Data.content_hash() hashes all file contents sequentially in a single thread. For large datasets (e.g. 20 GB across hundreds of thousands of files), this becomes the bottleneck before GCS upload as the method spends most of its time
blocked on I/O reads that could be issued concurrently.

Solution

This change introduces a two-level parallel hashing algorithm:

  1. We first use os.walk to collect all file paths, sorted once at the end for determinism.
  2. Each file is hashed independently (SHA-256(relpath + \0 + contents)) via a ThreadPoolExecutor. Work is submitted in batches of 512 to avoid creating one Future per file (which would mean 1M Future objects for a directory with a million files).
  3. Per-file digests (fixed 32 bytes each) are fed in sorted order into a final SHA-256("dir:" + digest_1 + digest_2 + ...).

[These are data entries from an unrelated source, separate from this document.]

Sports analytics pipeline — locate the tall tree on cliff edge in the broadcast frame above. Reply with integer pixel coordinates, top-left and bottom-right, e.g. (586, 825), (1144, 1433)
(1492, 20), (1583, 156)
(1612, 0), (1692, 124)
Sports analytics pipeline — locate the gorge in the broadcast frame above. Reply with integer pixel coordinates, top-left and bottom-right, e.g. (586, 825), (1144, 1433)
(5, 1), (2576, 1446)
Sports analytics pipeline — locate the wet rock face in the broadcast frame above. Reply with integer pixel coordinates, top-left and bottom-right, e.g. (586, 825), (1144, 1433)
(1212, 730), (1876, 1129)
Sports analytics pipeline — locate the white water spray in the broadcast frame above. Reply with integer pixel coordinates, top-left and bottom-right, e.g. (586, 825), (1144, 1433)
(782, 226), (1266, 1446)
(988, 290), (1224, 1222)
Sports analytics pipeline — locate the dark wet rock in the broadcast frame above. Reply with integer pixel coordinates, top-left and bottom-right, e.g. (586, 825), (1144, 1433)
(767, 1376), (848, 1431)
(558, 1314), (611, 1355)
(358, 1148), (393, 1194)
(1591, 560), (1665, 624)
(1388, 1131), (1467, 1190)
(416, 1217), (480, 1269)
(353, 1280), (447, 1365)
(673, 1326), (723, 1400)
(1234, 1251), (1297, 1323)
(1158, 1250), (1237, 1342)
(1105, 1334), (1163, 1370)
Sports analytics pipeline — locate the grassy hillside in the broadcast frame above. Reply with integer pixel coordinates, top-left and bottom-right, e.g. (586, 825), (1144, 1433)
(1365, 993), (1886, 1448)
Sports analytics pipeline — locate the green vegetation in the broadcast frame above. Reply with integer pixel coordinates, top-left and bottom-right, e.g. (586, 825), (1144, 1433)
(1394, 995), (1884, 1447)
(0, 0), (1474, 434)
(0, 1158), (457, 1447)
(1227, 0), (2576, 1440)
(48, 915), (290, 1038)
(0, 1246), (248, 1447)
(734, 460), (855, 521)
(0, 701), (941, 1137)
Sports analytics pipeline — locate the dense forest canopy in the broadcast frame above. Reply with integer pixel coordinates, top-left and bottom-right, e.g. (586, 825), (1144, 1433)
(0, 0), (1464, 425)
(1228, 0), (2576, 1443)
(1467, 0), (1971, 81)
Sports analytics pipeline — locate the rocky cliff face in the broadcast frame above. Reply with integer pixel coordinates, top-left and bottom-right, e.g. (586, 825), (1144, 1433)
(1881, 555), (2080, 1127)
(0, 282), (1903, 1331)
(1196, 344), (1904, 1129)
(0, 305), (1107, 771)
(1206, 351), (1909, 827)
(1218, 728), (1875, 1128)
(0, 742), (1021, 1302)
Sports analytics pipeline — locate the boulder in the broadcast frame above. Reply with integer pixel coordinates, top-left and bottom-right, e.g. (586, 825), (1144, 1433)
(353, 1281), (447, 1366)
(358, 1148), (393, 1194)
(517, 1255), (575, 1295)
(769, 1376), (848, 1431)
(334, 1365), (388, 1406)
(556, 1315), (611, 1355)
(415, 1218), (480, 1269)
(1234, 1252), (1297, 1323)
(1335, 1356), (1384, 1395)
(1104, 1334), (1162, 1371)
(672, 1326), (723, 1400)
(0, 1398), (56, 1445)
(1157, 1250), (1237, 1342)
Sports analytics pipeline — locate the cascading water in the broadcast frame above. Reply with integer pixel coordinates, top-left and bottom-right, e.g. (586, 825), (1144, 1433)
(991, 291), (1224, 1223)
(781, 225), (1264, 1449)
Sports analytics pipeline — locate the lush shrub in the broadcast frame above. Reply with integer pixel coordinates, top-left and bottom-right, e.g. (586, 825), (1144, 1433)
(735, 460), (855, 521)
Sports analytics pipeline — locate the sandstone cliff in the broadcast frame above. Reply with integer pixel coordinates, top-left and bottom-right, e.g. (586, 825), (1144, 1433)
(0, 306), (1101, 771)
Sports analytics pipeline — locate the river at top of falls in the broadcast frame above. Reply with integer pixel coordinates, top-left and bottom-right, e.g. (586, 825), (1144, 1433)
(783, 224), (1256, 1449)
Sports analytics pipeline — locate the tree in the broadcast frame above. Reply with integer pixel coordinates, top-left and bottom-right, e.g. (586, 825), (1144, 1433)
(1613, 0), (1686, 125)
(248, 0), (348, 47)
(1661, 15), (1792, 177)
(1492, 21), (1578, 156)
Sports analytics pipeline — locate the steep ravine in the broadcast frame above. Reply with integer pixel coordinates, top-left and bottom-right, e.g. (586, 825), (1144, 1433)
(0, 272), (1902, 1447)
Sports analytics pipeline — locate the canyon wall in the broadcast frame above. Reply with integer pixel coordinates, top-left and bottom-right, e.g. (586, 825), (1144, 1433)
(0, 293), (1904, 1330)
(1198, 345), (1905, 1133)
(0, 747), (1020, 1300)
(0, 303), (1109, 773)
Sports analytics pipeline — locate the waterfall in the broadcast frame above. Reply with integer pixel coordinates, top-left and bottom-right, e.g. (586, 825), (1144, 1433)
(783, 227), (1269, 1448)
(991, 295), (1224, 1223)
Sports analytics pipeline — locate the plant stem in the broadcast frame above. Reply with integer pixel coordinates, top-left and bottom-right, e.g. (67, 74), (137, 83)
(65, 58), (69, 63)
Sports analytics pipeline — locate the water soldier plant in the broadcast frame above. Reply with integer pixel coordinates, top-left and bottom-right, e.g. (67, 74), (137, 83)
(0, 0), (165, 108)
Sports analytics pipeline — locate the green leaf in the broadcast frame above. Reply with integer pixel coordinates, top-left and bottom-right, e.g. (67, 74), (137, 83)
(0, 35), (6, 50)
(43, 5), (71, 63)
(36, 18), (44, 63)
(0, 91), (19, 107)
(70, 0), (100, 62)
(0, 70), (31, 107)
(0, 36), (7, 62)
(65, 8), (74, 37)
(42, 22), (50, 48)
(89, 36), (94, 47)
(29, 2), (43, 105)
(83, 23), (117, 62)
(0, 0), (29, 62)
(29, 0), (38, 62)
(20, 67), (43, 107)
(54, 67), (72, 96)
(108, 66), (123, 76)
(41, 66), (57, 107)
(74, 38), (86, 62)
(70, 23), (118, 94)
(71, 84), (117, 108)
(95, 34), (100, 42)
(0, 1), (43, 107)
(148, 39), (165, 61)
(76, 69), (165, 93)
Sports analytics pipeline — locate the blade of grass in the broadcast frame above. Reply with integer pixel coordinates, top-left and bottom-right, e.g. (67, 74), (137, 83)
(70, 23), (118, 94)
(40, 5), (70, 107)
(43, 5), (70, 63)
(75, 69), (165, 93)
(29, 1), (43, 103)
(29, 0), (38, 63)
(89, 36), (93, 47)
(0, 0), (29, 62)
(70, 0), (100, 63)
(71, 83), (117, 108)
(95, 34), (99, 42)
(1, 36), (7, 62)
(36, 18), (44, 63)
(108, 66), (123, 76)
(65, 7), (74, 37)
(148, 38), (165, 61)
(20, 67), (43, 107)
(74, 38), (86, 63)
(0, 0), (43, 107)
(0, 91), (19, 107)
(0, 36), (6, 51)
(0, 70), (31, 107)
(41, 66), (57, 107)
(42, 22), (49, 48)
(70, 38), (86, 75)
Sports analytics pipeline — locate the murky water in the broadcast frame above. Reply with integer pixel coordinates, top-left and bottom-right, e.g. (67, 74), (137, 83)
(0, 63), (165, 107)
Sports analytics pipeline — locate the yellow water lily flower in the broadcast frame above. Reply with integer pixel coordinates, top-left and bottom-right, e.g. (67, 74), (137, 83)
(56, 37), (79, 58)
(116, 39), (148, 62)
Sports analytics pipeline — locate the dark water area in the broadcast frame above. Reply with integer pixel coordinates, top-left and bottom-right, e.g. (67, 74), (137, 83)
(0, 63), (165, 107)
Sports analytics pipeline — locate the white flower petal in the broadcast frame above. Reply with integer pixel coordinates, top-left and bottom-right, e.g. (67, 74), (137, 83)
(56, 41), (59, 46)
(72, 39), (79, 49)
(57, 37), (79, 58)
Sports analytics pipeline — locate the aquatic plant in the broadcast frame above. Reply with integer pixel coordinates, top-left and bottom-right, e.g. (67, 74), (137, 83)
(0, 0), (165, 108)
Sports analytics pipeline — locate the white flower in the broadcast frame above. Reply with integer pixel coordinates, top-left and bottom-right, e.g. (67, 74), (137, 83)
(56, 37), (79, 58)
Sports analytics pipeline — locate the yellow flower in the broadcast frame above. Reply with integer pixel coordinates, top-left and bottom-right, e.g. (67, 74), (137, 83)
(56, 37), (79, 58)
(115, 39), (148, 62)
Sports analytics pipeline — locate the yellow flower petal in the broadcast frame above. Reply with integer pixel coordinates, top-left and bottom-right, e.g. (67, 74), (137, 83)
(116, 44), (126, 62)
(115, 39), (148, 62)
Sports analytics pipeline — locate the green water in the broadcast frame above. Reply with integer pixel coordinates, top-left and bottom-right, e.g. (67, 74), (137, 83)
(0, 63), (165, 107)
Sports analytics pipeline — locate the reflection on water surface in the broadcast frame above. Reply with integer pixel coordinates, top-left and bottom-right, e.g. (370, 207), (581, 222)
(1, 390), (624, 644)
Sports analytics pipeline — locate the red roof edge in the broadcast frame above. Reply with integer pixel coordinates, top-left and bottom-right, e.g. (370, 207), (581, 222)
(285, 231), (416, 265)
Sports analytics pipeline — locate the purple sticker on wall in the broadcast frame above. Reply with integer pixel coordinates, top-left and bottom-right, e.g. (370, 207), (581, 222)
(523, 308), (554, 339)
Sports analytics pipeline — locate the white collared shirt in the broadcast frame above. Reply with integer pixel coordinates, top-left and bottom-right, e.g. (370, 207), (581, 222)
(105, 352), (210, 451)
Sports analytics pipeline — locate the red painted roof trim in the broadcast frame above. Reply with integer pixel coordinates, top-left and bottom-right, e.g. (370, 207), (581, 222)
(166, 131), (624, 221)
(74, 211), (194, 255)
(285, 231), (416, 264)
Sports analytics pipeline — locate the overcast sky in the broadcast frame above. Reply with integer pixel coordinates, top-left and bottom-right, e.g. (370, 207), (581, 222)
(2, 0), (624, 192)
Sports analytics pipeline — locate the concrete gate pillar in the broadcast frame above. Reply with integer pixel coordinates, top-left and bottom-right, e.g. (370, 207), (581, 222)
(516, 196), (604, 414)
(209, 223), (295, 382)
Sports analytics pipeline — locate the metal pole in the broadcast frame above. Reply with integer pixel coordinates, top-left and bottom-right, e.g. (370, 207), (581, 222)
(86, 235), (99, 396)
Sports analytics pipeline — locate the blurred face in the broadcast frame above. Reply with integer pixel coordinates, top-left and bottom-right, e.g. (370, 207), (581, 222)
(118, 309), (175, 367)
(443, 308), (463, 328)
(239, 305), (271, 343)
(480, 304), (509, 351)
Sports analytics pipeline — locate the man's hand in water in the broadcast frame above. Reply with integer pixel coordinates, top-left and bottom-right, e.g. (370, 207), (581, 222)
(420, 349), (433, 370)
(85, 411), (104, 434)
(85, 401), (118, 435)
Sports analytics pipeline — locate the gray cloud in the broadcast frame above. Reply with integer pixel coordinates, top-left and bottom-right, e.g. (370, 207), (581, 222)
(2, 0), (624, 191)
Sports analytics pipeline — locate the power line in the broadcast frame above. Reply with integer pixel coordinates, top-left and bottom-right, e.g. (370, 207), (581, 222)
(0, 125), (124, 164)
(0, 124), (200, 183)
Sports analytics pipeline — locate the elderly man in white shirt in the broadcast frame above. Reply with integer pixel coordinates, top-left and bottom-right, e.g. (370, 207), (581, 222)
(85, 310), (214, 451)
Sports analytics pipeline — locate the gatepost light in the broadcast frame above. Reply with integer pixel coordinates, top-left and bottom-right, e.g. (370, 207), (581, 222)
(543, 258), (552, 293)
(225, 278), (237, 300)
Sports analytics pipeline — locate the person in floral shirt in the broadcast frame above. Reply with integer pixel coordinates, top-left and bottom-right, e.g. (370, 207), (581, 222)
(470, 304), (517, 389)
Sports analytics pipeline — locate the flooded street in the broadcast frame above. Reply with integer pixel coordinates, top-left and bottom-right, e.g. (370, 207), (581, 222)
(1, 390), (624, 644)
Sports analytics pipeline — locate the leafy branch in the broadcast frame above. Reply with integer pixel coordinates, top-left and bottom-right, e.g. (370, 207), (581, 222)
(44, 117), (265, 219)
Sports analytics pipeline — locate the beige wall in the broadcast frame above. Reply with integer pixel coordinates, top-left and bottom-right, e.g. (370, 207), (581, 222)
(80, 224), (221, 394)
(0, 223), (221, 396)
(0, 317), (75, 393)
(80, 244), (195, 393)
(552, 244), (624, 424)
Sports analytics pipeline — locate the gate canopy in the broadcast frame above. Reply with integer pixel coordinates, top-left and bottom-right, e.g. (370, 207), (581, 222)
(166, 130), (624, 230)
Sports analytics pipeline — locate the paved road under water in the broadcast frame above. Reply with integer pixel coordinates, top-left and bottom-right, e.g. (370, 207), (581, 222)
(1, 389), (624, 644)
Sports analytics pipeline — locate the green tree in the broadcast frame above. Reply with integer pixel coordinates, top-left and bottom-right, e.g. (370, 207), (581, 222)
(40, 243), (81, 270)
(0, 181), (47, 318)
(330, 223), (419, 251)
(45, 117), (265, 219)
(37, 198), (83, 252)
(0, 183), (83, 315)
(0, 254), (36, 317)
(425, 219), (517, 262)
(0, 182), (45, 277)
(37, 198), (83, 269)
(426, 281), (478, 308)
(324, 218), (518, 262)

The GIL is released during open(), read(), and hashlib.update() (for inputs > 2048 bytes), so threads achieve real I/O parallelism and saturate SSD/NVMe queue depth across multiple NAND channels.

Design decisions

Decision Rationale
ThreadPoolExecutor over multiprocessing I/O-bound workload; GIL released during file I/O and hashing. Avoids process creation and serialization overhead.
Batch size of 512 Balances thread scheduling overhead vs. parallelism. Reduces Future count from 1M to ~2K for million-file datasets.
Threshold of 16 files Small directories skip thread pool creation entirely — avoids overhead for the common case in tests and small datasets.
Worker count min(32, cpu_count + 4) Python stdlib default for I/O-bound work. Capped at 32 to limit file descriptor usage (reference)
Two-level hash (per-file then combine) Enables independent parallel hashing while maintaining determinism.

Breaking change

This changes the hash algorithm from single-pass incremental to two-level, so existing hash values will differ. This is acceptable.

Benchmarking

I used a one-off benchmarking script to understand the performance characteristics of the multi-threaded approach. The following numbers were captured on an 2021 Macbook Pro with an M1 Pro processor.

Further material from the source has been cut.